I favored sessions at the conference that covered technology and legal services delivery. It makes me crazy to see the astounding things that my colleagues are doing to advance access to justice through innovative tech. I always hope some of their passion will rub off on me, and that maybe some fantastic innovative process will suddenly map itself out completely in my brain before I leave. But, as I always say, I’m not real bright, but I can lift heavy things which, is to say, it may take me a while to figure something out, but my real talent is perseverance.
One of my colleagues– Eve from Iowa, I think– said to me, “I hate it when they say, ‘Everyone loves tech except when it doesn’t work.'” I nodded my head in agreement, mumbled a bit about “those people”– you know, the ones who sigh when you want to explain how innovation might help them in their work.
With Eve by my side in the conference exhibit area, I drew some coffee from one of the nearby urns into my cup, turned and nearly launched myself into a table with several toasters and bagels. You’d think all the time at the gym would make me less clumsy.
The shiny chrome toaster got me thinking.
When the toaster was first introduced, lots of folks got upset with it. Sure, you could toast your bread most of the time, but you often scorched your thumb or burned the toast, or maybe you couldn’t get the damned thing to pop the toast up. Did folks throw their toasters out the window? Well, maybe one or two highly passionate folks did so, but the larger population hung in there, made adjustments and on most mornings, got their bread toasted pretty much the way they wanted it.

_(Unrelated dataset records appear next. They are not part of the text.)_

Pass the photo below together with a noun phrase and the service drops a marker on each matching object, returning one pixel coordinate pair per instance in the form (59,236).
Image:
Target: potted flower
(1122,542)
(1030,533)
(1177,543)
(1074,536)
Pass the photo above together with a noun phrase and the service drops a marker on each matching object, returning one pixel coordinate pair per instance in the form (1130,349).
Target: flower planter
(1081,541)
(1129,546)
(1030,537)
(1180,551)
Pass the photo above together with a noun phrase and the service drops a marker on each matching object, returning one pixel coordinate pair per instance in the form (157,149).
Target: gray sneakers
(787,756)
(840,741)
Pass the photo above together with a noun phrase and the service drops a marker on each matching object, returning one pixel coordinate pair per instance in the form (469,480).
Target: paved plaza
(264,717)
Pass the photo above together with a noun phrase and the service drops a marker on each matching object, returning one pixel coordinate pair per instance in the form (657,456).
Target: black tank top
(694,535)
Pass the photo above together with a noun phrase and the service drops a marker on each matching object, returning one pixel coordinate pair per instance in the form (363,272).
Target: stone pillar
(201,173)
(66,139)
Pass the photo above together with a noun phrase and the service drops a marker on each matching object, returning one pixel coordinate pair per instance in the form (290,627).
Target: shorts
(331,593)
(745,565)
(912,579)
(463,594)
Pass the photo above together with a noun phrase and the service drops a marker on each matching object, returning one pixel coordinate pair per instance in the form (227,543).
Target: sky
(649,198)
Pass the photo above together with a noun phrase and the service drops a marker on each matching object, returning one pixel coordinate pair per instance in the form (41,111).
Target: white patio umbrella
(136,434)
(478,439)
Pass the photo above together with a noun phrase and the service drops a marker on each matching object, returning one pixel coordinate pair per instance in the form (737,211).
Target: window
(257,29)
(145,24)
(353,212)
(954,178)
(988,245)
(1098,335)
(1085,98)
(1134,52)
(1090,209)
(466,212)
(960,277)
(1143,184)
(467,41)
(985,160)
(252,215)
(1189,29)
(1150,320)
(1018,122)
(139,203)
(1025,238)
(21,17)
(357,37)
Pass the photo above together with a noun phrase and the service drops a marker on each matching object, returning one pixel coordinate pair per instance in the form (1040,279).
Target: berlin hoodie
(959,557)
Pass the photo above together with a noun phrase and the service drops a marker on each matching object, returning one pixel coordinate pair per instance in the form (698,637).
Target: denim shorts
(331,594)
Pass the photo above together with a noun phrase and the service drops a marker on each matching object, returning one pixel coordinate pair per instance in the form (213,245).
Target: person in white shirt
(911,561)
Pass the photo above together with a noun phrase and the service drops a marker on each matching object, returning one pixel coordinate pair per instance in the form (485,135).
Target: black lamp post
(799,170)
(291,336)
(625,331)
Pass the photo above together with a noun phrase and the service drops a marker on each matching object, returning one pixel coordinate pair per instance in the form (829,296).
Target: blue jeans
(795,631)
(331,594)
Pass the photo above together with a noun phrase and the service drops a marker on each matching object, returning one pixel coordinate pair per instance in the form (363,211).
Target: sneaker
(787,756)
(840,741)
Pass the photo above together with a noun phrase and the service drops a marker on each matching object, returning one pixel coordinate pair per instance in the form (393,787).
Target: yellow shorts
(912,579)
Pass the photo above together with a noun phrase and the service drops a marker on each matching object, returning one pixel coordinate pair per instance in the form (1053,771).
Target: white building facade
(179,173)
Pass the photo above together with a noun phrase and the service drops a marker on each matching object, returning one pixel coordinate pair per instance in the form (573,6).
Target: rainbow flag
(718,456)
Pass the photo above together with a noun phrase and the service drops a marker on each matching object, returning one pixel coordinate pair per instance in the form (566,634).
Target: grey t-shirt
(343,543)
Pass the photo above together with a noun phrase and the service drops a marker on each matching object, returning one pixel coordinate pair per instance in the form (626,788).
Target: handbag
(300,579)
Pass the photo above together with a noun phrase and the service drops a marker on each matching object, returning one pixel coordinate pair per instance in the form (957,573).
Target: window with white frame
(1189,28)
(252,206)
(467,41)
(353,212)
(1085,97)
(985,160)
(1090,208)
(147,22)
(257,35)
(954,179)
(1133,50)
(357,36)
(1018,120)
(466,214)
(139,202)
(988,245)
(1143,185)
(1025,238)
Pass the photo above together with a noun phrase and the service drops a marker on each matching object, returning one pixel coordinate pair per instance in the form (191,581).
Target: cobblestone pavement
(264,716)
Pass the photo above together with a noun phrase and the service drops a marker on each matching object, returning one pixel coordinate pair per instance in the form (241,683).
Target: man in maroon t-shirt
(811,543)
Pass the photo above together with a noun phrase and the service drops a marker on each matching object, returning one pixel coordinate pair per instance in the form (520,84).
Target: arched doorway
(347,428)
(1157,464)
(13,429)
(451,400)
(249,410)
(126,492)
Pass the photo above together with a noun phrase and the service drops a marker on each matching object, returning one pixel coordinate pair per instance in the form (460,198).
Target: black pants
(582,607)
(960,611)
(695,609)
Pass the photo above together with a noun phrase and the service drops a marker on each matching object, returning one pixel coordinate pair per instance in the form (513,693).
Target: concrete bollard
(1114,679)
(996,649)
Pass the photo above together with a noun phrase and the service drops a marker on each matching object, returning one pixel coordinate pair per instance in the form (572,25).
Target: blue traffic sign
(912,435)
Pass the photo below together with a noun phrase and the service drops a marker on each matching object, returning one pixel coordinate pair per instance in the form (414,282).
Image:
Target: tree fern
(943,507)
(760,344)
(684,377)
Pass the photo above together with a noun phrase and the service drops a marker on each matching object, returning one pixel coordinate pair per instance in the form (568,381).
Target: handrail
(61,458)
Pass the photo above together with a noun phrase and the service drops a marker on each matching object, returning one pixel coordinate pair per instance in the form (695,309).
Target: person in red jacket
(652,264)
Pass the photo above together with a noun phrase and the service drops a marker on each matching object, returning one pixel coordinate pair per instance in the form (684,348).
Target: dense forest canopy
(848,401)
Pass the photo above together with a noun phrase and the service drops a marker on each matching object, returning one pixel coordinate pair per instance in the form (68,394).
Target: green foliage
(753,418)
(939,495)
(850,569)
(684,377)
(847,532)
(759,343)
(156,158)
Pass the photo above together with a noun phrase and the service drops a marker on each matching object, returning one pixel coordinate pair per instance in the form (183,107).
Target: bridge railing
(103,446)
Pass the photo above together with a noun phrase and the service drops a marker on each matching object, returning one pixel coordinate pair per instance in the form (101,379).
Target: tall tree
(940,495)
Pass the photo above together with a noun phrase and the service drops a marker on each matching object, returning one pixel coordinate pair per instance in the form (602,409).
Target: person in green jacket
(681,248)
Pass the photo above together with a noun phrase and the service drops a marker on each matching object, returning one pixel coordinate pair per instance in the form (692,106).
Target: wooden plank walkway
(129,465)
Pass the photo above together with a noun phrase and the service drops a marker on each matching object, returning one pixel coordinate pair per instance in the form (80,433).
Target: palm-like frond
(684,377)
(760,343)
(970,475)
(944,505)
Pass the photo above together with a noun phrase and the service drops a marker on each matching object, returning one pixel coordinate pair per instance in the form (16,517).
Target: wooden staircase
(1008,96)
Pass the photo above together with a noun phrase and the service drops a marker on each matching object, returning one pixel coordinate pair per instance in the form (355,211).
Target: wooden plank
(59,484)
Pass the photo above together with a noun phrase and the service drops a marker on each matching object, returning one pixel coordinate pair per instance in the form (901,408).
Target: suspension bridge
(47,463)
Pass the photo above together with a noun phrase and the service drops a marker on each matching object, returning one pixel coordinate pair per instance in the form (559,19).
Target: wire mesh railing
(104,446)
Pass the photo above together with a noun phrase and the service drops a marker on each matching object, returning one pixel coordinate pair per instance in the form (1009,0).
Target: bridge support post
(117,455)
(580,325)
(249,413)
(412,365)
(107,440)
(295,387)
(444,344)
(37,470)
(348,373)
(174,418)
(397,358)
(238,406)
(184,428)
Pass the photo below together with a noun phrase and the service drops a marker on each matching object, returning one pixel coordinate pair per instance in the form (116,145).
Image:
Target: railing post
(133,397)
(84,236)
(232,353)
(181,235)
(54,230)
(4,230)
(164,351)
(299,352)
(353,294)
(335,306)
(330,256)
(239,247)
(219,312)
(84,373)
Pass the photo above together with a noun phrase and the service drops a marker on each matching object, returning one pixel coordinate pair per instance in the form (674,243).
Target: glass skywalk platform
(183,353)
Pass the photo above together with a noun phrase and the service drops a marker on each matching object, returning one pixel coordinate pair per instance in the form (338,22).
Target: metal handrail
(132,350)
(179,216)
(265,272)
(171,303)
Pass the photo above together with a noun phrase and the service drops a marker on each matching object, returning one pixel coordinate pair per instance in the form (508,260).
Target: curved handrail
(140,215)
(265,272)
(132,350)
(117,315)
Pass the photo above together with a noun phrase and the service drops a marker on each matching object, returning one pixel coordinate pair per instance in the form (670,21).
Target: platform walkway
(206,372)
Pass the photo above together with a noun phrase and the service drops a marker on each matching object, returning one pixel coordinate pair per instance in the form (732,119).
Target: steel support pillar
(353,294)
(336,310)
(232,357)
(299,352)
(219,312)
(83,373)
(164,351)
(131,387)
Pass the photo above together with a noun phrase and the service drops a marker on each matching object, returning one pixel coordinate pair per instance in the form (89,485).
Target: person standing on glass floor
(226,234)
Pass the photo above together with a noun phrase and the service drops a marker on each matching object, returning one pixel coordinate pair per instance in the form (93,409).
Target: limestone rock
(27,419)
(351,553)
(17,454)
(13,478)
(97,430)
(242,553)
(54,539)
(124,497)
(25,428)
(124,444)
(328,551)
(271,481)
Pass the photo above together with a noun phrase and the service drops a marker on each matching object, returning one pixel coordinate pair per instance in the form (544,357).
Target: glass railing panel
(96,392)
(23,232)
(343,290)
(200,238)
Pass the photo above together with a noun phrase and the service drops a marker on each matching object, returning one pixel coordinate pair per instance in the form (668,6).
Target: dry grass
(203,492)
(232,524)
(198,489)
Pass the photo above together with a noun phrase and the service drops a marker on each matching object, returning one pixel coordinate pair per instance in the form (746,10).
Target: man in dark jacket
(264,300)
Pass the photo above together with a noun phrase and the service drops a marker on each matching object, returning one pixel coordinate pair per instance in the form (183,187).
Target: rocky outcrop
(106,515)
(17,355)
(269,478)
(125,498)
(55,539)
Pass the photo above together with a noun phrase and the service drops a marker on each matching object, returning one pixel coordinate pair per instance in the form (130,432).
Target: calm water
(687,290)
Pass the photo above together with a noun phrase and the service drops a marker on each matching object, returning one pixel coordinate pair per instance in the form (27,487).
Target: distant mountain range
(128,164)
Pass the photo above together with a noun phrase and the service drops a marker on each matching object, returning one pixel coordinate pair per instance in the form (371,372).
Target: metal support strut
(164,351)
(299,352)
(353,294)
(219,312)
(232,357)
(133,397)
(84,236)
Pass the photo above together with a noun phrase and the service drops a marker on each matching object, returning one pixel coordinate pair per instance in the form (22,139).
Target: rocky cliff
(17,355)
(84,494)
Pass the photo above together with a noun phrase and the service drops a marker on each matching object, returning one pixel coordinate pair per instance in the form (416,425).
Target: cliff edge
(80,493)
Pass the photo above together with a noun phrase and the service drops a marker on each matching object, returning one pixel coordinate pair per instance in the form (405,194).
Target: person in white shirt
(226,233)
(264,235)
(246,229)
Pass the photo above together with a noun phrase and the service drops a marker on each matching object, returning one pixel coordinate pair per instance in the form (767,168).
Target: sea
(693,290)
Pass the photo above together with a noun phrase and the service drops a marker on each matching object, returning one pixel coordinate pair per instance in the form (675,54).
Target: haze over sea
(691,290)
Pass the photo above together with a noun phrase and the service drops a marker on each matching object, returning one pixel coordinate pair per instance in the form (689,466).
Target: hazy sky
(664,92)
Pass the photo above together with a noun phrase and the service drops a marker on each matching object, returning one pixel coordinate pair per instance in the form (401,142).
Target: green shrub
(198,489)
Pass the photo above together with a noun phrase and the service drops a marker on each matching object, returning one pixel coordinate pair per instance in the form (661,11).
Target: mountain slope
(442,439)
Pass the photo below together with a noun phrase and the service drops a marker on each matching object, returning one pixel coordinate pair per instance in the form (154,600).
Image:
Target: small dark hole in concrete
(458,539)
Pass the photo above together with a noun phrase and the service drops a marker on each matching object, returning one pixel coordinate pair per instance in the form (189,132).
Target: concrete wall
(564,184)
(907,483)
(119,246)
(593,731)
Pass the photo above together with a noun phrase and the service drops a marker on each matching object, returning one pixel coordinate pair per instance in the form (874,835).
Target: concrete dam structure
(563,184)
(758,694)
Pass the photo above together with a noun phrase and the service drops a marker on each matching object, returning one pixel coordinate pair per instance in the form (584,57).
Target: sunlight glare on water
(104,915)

Some of us remember “going into the city” in our childhood. In many of the stores and businesses, your elevator ride was managed by someone hired by the business to push the buttons for you, open and close the door and call out the floor number- often telling you what you’d find on that level. Elevator operators were around for a very long time. I do miss those days. I have a hard time reading the floor numbers on the elevator buttons and frequently I step off on the wrong floor. I’m not alone on that, right?
The hula hoop hopped onto the popular culture screen in the late 1960s. It was a new kind of amusement. You could thrust and roll your hips much like one does when… nevermind. It was innovative: light, plastic and colorful, and you could either be the hit of your neighborhood or drop to the floor in pain. The hula hoop is still around, embraced by many, and thank gawd for ObamaCare.
The advent of air conditioning gave rise to the modern southern city. Talk about your innovation, air conditioning has saved us from flies and humidity and has enabled us to look good under any hot, bright lighting. Sure, multitudes of us whine in meetings because “it’s tooooooo collldd,” but the reality is, we would never want to live without it.
The moral of these meanderings? When it comes to innovation, you may get burned. You, too, will have your ups and downs. And you most certainly will get bent out of shape at some point. But you will use the innovation. It’s all cool.